Dates Available: All school year
Grade Level: This program is available for K–5th grades only.
Minimum Number of Students: 25 students
Maximum Number of Students: 60 students
Program Duration: 2 hours
Where and how do history and science intersect? In this innovative program, students will use the critical thinking skills of historians and scientists as they learn about and solve the challenges of the 1904 World’s Fair, including planning and water purification.
In the Gallery
What did it take to turn Forest Park into the 1904 World’s Fair? What steps did the Fair's planners have to take to ensure its success, and what challenges did they face while building the Fair? How did diverse visitors experience the Fair? Through participatory activities and conversations, students will be immersed in all aspects of the Fair as they learn through the lens of scientists, planners, and historians:
- At Stop 1, students will become the planners of the 1904 World’s Fair. They'll compare and contrast Forest Park before and during the Fair. Then they'll use primary sources to analyze and sequence the steps it took to organize and build the Fair.

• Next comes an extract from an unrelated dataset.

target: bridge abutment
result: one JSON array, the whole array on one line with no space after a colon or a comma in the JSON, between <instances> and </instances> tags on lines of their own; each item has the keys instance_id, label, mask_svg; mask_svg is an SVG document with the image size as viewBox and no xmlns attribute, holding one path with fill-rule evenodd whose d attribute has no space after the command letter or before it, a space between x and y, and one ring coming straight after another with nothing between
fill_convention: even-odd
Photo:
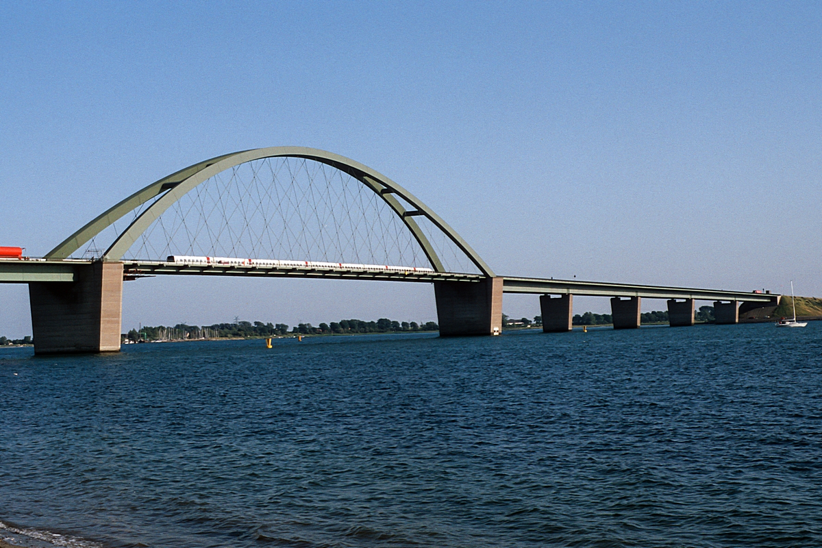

- At Stop 2, students will become historians studying what the Fair was like for various visitors. Using artifacts as sources, they'll consider the multiple points of view visitors would have had at the Fair and come up with new questions to investigate.
*Please note that the above stops may not occur in chronological order. Also, portions of each stop may be cut out if your group arrives late. Finally, past versions of this program included an outdoor walking tour of Forest Park; this current version doesn't include the outdoor portion but does visit both sections of the 1904 World's Fair gallery.
In the Classroom
Students will get the chance to conduct a hands-on, STEM-based experiment that directly relates to one of the challenges faced by the Fair engineers—cleaning St. Louis’s dirty water! Students will learn about the water filtration process and why this was an important challenge to Fair designers. Then they'll work in teams to make hypotheses, build their own water filters, and assess their work.
*Please note that portions of the activity may be cut out if your group arrives late.
Regardless of which field trip experience you choose, all of our programs are designed to emphasize the critical thinking skills students use in museums, the classroom, and as lifelong learners. These big goals drive our program creation, our staff training, and our program evaluation for a holistic and outcome-driven approach.
For all K–12 programs we strive to create and facilitate experiences in which learners will individually and collaboratively use Museum spaces, objects, and content to:
- compare and contrast the past and present
- make connections between the people, places, and stories of history and their personal experience
- comprehend and evaluate multiple perspectives and past choices
- express and support their own perspectives on history
What are Teachers saying about Engineering a Fair?
"Kids LOVED the water filtration project!"
"I felt that this was one of the best field trips that I have taken my class on."
"The water filtering activity was a great success!"
"It was beneficial that the kids were able to do an activity with the guided tour. They were all familiar with the engineering process that helped them when they worked on filtering the water."
"I thought the guided tour was excellent."
"Very interactive and informative."
"I loved the water purifying experiment. Hands-on, engaging, creativity, higher level thinking!"
We understand that there are many factors that may cause your bus to be late. However, due to other group reservations and the schedules of our Museum Educators, we can't extend the length of your visit past your reservation time. If you arrive late, we'll do our best to still deliver the program you reserved; however, modifications may be necessary depending on your arrival time. For groups that are excessively late, significant changes to your program will be necessary.